Wednesday, October 29, 2008

Sisi Lain dari Helmy


Diantara keluhanku tentang Helmy, yang mulai keras kepala, yang mulai mau menunjukkan ke'power'annya, yang mulai jahil dengan adiknya (mungkin membalas perlakuan adiknya yang minta ampun jahilnya..) dan yang mulai bisa memasak lauk sendiri, ketika perutnya lapar dan semua orang dewasa di rumah sedang tidur siang,Helmy punya sisi yang membuatku haru, bukan aku aja sih, Ibuku saja sampai menitikkan airmata ketika aku bercerita ke Beliau...

Waktu libur Idul Fitri, ketika kami berempat ke Bank Niaga, menabungkan uang angpawnya. Memang sengaja aku ajak Helmy, agar dia belajar cara menabung di bank.
Usai menabung, sambil memegang buku tabungannya..
"Bunda, Mas My gak mau pakai buku ini."
"Maksudnya?"
"Mas My gak mau pakai tabungan ini. Mas My akan simpan terus, sampai Bunda tua. Kalau Bunda butuh uang, Bunda boleh pakai tabungan ini, ya," jawabnya dengan mata polosnya yang luar biasa indahnya.
"Bunda terharu, Mas.." sahutku singkat. "I love you, Mas." Aku mencium dahinya. Helmy hanya nyengir-nyengir saja.

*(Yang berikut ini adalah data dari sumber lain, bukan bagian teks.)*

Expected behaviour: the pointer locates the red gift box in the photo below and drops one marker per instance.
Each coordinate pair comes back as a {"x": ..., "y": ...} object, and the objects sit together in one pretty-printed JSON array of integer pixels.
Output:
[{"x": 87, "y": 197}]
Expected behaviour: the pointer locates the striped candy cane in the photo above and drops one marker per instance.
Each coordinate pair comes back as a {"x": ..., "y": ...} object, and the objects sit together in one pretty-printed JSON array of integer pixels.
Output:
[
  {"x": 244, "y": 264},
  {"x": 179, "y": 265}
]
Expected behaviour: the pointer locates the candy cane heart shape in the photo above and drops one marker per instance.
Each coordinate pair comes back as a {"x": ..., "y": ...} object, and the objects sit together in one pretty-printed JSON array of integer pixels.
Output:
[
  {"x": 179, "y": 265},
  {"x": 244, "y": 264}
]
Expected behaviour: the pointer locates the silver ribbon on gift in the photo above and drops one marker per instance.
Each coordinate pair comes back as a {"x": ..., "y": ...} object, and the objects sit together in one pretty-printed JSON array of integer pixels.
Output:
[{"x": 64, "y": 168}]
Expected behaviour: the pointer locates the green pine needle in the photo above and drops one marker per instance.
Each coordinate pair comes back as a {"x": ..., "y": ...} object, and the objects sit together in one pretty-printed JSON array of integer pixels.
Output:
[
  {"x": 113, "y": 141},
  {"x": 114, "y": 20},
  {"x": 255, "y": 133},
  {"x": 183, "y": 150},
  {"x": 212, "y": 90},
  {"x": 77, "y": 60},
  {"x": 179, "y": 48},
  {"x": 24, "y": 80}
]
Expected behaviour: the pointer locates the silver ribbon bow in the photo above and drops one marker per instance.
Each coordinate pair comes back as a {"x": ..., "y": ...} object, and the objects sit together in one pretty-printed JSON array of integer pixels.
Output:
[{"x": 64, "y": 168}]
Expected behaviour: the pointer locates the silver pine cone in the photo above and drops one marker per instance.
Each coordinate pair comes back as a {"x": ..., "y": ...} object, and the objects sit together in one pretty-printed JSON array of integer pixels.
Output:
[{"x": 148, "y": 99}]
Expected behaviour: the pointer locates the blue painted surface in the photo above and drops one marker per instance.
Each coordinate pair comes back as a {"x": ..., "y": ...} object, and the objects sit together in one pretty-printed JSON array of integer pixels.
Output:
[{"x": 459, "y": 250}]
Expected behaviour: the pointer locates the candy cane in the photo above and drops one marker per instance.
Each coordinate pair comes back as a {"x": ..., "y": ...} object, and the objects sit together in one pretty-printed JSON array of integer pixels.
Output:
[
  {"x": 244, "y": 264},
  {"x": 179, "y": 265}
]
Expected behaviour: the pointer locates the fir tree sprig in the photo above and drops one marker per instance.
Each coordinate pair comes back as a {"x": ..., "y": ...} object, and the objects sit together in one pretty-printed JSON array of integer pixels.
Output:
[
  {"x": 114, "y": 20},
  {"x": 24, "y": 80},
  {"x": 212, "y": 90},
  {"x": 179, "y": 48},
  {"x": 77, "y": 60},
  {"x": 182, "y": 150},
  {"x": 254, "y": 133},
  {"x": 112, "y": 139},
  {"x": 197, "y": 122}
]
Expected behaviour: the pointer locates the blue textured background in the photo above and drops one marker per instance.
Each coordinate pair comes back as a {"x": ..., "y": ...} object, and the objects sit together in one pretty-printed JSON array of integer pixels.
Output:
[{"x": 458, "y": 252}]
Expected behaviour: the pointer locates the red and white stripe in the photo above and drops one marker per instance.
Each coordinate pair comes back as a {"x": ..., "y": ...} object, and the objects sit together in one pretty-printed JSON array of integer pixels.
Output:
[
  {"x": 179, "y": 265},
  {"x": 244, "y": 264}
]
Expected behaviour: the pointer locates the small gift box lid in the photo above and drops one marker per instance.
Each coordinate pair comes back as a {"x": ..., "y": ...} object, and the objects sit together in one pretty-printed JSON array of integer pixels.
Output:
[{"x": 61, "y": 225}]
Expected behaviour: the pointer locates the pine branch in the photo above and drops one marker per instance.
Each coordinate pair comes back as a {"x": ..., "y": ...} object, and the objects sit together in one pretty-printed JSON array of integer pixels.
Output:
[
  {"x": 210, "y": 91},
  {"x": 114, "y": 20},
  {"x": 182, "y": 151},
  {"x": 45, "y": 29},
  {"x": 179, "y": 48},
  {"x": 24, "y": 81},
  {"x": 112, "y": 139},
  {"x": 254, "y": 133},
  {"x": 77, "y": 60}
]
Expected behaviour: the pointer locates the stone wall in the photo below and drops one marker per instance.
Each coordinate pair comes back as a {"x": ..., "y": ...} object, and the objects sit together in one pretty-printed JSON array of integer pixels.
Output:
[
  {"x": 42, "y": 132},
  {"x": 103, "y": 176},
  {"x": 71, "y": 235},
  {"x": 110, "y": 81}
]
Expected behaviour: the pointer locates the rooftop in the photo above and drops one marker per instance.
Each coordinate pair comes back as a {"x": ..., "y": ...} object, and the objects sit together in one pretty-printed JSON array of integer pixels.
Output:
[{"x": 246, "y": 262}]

Lalu, ketika Nowo menceritakan tentang teman kerjanya yang hijrah ke London untuk bekerja. Helmy banyak melontarkan pertanyaan. Sampai... ketika kami sedang beristirahat di rest area sepulang dari Pengalengan, dia berkata,
"Bunda, nanti kalau mas My udah besar, Mas My gak mau kerja jauh-jauh, ah. Mas My pengen jaga Bunda. Kalau Bunda butuh apa-apa, tinggal telepon Mas My, ya?" sahutnya tiba-tiba.
"Butuh apa, Mas?" ledekku
"Butuh diantar kemana, butuh apa aja deh, Bunda."
"Mas baik banget, sih... Nggak papa,kok, Mas, kalo Mas My mau ikutin om Andri kerja di luar. Kan Bunda ada ayah," ujarku
"Nggak,ah. Ayah kan juga udah tua."
"Kalau Mas My kerja jauh, Bunda kan bisa diajak kesana," ujarku lagi.
"Pokoknya Mas My mau jagain Bunda," katanya sambil nyengir-nyengir khasnya. Kembali lagi, aku memeluk dan mencium dahinya.

Waktu Bulan Ramadhan kemaren.
"Bunda cantik, deh. Kenapa ya Bunda belum beruban, sedang ayah udah?"
Nowo langsung menjawab.
"Allah menciptakan Bunda agar tetap cantik untuk Mas Helmy. Allah menciptakan Bunda agar tetap cantik untuk Dik Dafi. Allah menciptakan Bunda agar tetap cantik untuk ayah juga."
Aihhh... Manis sekali jawaban Nowo. Helmy mengangguk-angguk setuju, dan aku jadi merasa wanita paling cantik di dunia ini.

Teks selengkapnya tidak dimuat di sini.